After one of Patchett’s characters has missed most of what another character has said to him, “he stopped and made himself recall the entire sentence. He could do that. It was as if he had a tape recorder in his head” (1, p. 253).
1. Ann Patchett. Bel Canto [2001]. New York, Harper Perennial Olive Edition, 2010.
The following past post explains how such a thing could be possible.
2018
“The Red House Mystery” by A. A. Milne (author of “Winnie-the-Pooh”): Novel may reflect author’s multiple memory banks, typical of multiple personality
At the beginning of this novel, Antony—an amateur detective, who eventually solves the murder mystery—mentions that he has an eidetic or photographic memory.
But since it turns out that this talent is not essential to solving the mystery, and is not mentioned in most of the rest of the novel, why is it in this novel at all?
And it is a very peculiar kind of photographic memory, for it seems to involve two memory banks, with one of them recording memories outside the awareness of the other, which you would expect to find only in persons with multiple personality.

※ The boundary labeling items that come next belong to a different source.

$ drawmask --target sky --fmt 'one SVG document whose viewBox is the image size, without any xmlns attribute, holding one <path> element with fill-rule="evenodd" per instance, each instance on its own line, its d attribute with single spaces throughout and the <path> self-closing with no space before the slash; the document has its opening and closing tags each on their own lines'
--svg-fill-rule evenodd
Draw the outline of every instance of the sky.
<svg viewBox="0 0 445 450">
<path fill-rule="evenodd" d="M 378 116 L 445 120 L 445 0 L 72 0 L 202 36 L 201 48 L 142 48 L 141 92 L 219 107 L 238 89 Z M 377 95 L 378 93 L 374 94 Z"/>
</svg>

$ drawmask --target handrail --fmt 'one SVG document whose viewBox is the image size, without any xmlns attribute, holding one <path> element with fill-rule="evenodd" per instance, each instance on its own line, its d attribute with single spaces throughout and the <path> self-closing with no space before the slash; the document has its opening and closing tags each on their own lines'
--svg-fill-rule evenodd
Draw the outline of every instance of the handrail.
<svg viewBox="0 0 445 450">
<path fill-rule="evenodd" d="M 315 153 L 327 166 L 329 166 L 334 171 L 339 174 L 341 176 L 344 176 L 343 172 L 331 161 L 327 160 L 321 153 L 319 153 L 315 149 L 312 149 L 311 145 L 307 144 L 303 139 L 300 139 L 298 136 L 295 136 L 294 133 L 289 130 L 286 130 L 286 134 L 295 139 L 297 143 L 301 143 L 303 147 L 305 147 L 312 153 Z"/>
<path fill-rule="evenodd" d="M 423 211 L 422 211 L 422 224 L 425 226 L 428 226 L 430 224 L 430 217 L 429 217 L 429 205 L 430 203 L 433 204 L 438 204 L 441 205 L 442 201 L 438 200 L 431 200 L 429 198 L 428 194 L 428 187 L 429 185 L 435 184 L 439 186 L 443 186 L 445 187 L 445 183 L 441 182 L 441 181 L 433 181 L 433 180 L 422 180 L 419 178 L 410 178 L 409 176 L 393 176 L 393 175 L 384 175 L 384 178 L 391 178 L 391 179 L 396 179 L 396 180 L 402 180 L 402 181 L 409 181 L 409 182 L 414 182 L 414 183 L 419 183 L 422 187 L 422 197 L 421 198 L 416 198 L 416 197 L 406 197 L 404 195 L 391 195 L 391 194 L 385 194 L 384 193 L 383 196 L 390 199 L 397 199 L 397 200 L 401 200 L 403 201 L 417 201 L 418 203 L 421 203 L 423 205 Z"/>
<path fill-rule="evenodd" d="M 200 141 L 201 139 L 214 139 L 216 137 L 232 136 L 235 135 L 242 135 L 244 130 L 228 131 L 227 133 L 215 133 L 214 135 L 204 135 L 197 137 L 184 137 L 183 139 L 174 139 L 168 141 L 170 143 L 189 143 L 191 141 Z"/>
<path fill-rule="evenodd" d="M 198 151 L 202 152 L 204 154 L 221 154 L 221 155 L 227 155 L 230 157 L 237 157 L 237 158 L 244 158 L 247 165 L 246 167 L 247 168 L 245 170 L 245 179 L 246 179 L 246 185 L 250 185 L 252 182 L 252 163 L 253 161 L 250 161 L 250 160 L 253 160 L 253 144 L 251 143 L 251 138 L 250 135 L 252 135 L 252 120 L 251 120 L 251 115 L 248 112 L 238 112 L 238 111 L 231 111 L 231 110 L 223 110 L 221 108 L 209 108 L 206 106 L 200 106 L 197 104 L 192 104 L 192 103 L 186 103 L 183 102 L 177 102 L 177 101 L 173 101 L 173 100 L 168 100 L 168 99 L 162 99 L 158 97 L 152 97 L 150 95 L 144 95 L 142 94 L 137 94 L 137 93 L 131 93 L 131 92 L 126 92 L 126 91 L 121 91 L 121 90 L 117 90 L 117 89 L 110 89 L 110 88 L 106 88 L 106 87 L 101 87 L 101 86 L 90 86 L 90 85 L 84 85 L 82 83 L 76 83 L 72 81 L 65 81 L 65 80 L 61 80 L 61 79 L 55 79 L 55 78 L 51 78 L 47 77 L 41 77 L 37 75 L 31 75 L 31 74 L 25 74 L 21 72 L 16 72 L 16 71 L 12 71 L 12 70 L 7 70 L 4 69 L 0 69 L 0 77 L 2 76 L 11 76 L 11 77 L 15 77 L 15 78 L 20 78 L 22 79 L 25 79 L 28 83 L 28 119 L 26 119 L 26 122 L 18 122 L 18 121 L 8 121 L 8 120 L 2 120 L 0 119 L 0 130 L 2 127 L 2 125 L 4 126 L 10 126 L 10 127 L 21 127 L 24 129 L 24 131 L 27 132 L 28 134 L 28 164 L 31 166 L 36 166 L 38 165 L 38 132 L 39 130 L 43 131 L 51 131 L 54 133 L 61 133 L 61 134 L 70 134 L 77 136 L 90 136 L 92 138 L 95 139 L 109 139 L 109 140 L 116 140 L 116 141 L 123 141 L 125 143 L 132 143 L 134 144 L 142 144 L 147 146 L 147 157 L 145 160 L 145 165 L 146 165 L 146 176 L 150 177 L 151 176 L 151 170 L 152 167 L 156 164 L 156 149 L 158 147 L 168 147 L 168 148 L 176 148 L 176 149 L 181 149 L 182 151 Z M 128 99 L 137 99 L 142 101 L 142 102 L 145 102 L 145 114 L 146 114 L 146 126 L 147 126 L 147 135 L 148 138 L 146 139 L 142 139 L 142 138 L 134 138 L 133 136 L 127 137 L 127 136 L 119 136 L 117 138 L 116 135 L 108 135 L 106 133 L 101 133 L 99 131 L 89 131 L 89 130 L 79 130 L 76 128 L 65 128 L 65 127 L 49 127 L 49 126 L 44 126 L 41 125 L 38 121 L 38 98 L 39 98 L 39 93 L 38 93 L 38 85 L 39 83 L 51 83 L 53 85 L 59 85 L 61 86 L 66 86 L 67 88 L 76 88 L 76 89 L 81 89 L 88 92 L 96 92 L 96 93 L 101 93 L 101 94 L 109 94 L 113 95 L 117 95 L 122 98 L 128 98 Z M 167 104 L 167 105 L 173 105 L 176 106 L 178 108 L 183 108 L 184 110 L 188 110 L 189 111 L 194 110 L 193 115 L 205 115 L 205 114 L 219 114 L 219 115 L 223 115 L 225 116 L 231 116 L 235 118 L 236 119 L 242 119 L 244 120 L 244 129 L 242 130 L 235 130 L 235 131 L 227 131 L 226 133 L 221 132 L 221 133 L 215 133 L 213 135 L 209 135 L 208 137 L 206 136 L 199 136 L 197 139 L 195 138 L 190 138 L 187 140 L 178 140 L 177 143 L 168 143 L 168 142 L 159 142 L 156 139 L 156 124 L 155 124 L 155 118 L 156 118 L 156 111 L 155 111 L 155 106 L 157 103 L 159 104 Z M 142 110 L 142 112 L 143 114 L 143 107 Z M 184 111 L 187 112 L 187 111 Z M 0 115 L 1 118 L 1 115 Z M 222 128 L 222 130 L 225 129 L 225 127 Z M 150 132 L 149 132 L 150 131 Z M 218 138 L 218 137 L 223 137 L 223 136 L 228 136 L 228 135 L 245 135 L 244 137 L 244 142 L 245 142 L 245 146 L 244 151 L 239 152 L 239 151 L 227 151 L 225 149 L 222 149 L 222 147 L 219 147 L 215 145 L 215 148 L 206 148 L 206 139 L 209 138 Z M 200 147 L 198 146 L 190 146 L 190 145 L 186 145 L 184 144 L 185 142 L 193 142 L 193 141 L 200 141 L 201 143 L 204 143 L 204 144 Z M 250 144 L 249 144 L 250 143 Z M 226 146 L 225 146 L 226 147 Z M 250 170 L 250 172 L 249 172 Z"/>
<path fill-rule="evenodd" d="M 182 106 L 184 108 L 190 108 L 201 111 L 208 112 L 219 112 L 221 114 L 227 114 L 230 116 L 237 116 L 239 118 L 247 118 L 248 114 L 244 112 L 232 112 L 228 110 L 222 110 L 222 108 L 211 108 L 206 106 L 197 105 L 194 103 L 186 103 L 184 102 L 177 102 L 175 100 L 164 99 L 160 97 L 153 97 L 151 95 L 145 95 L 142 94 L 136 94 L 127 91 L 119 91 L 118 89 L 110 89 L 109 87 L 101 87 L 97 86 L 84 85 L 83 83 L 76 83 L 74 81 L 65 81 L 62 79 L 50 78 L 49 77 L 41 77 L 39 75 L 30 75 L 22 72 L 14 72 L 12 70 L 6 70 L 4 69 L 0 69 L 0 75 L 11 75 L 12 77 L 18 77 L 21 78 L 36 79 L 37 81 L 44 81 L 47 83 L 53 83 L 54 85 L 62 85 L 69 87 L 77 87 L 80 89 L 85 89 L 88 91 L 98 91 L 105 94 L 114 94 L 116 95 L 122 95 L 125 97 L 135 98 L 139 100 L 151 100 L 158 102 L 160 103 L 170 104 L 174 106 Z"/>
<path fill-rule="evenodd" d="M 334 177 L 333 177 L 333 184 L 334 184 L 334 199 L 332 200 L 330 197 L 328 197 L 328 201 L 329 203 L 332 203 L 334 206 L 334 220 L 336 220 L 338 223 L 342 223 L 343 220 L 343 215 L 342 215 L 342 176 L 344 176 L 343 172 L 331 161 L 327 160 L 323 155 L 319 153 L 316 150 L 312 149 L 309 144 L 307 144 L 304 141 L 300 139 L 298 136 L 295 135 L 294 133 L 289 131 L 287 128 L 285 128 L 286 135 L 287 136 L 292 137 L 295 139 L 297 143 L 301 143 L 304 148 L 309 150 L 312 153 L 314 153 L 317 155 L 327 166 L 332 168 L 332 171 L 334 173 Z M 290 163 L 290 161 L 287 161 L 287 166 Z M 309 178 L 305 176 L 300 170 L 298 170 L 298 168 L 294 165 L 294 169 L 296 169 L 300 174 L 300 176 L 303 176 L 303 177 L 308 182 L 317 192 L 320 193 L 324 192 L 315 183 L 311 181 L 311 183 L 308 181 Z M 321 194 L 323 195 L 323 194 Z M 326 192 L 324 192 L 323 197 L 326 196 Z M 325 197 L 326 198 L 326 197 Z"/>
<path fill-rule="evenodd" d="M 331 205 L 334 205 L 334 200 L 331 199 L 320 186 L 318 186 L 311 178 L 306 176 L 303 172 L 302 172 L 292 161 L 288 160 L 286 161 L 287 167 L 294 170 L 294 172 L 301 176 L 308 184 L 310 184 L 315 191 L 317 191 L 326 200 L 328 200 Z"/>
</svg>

“Antony…had a wonderfully retentive mind. Everything he saw or heard seemed to make its corresponding impression somewhere in his brain; often without his being conscious of it; and these photographic impressions were always ready for him when he wished to develop them” (1, p. 23).
“Well, I can’t explain it, whether it’s something in the actual eye, or something in the brain, or what, but I have got a rather uncanny habit of recording things unconsciously…I mean my eyes seem to do it without the brain consciously taking part.” (1, p. 58).
He gives an example of remembering how many steps there are at the entrance to a building that he had previously visited. His regular memory would not know how many steps there had been, but if he now wanted to know, then his other memory bank would provide him with a photographic image of the steps, allowing him to count them (1, p. 58).
These multiple memory banks are suggestive of multiple personality, in which the host personality is helped by an alternate personality, who has remembered things that the regular personality had not.
And since neither the plot nor character development of this novel requires the protagonist to have this, it probably reflects the author’s own mentality.
Search “gratuitous multiple personality” for previous discussions.
1. A. A. Milne. The Red House Mystery [1922]. Smoking Gun Mystery Books, 2017.